Küçük bir şehirde yaşarken sanki bütün acı tatlı, yeni eski, geçmişinle ve geleceğinle yaşıyordun. Bu büyük bir yük değil mi aslında insan zihni için? Kötü veya unutulmak istenenler hep var. İyi ve artırılmak istenenler hep korunmaya muhtaç. Sağlıklı bir denge kurmak, zihnen saplanıp kalmamak biraz özveri istiyor doğrusu ve bu tek başına yapabileceğiniz bir şey değil, çünkü bu tek başına kesinlikle bir anlam ifade etmiyor. Kolektif bir çaba, içinde güven duygusunu barındıran, uyumlu bir çaba gerektiriyor. Bu nedenle yaşananları doğru anlamlandırmak, sürdürülebilir bir düzen getirebilir. İnsanı hoyratlıktan alıkoyuyor öte yandan çünkü, bir noktada kaynakların kısıtlılığı söz konusu ve bunun bir bedeli var.
Kaynak derken, kaynak daha çok insan ilişkileri oluyor. Bunun getirisi olarak kurduğunuz bağlam sayesinde, para kazanabilirsiniz ya da sosyal bir çevre kurabilirsiniz. Kalıcı ve zaman isteyen şeylere ulaşmak için elverişli bir ortamdasınızdır. Bir şeyler biriktirmek, dostluğunuzu artırmak, saklamak muhafaza etmek ve hatta sırf kendinize odaklanmak kendinizi çoğaltmak mümkün hale gelebilir.

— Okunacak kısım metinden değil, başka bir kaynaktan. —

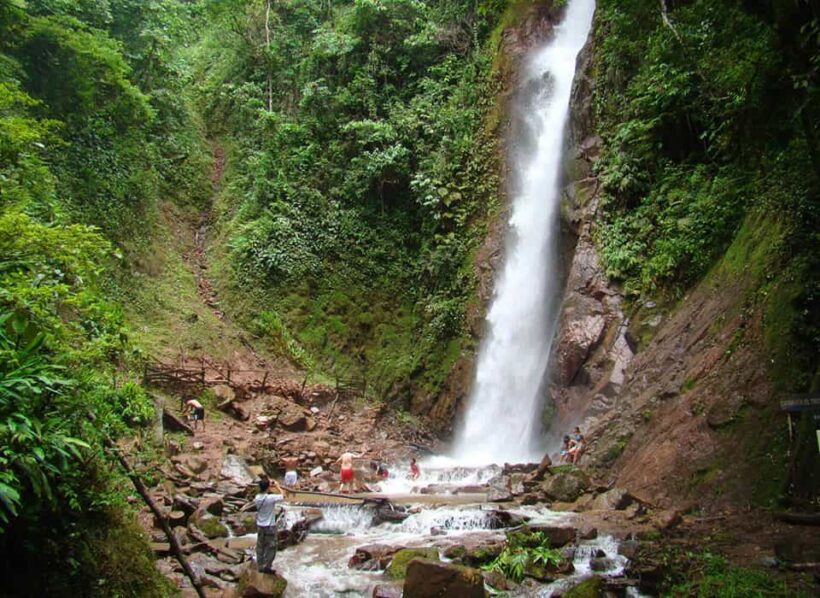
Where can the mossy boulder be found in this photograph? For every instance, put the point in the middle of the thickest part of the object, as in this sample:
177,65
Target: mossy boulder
397,568
589,588
566,486
427,579
254,583
211,527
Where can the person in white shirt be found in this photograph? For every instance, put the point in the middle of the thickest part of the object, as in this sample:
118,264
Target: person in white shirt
265,503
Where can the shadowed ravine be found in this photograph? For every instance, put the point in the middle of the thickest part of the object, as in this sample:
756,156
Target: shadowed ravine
502,422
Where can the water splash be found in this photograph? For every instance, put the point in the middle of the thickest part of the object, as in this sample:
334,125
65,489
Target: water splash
502,421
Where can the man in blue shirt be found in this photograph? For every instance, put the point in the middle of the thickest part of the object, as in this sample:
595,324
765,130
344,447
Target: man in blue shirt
266,524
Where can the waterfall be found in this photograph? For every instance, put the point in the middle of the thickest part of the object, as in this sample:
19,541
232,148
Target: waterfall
502,421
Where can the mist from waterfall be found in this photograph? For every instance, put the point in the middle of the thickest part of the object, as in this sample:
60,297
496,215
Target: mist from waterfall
502,422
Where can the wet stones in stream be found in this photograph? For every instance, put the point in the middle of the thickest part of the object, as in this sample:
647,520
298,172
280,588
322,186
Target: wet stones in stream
430,578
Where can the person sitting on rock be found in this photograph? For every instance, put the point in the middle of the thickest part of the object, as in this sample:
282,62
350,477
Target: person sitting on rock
266,524
565,457
290,471
379,470
415,472
197,413
577,446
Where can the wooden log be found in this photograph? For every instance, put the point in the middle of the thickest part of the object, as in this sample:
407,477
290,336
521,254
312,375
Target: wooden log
173,422
799,518
177,518
176,549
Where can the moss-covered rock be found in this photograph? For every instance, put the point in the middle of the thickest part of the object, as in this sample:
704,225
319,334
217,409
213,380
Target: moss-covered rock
211,527
254,583
589,588
567,485
397,568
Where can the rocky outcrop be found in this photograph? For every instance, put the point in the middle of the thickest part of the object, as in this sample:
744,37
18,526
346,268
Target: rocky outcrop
397,568
252,583
591,350
429,579
532,24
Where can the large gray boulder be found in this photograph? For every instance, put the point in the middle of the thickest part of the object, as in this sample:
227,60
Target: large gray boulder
252,583
431,579
566,486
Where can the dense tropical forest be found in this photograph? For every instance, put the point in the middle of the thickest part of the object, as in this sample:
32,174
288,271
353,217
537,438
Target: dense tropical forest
363,147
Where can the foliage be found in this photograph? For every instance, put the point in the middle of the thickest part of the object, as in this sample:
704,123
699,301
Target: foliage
698,114
35,446
93,127
710,575
523,551
363,170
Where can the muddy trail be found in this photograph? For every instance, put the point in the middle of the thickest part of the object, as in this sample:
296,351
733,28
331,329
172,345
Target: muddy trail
460,521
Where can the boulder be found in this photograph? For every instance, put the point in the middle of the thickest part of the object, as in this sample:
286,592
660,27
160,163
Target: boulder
252,583
616,499
500,519
398,564
210,526
589,588
384,590
372,557
499,489
243,523
601,564
193,463
184,503
223,392
475,553
177,518
550,571
566,486
577,338
667,520
235,469
543,468
429,579
213,504
557,536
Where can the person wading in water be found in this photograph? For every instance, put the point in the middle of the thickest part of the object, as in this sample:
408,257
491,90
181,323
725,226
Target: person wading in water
346,473
290,471
266,530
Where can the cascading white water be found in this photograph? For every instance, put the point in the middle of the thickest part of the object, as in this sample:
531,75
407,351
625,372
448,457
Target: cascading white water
503,412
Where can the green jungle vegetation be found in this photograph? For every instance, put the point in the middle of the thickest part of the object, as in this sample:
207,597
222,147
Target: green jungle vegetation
362,170
709,111
362,141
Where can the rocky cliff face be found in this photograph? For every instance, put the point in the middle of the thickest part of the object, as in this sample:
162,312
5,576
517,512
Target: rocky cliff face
531,26
592,349
674,399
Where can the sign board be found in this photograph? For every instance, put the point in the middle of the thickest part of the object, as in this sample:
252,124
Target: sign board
805,402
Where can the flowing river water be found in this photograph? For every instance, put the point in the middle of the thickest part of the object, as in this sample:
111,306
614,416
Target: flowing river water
502,423
319,565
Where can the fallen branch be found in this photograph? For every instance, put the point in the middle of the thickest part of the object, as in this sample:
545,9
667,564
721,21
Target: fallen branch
158,514
799,518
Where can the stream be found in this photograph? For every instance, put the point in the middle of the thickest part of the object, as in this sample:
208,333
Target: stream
319,565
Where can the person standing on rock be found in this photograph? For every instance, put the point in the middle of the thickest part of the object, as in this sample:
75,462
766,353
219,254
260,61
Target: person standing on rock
290,471
346,473
415,472
197,413
266,524
576,446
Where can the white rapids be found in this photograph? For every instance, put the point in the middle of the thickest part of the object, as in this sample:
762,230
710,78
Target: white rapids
502,422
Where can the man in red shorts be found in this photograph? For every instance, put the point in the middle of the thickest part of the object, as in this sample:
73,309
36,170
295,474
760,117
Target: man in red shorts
347,470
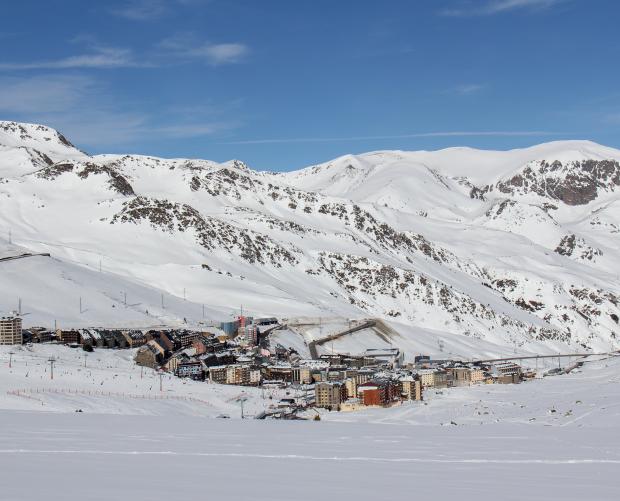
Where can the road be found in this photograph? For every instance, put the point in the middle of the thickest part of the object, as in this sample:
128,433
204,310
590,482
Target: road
23,256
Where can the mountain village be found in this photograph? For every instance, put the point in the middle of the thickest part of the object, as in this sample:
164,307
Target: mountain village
240,353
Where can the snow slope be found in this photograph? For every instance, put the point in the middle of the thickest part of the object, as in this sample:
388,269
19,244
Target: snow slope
554,438
513,249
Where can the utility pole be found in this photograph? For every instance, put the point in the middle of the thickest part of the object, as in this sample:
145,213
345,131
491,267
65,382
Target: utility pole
51,360
241,400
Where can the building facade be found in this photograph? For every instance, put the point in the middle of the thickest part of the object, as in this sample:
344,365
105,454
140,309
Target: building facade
11,330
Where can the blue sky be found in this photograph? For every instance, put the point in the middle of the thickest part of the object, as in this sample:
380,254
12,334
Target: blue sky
284,84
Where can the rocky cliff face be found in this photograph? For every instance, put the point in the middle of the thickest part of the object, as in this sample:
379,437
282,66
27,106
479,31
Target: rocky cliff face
528,258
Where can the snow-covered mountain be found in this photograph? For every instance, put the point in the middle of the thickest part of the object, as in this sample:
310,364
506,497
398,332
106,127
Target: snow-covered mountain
518,248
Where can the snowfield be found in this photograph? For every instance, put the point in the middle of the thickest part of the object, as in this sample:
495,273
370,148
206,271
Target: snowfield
488,249
555,438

Şayet uygun bir bağlam bulamaz veya sağlayamazsanız işte o zaman bir şeylere saplanıp kalıyorsunuz. Her şey, o kadar iç içe oluyor ki, kendi mahremiyetiniz aslında, başkasının kaderi haline gelebiliyor. Kolektif bilinç elverdiği izin verdiği kadar objektif olabilirsiniz. Onun dışında kural aslında sübjektifliktir.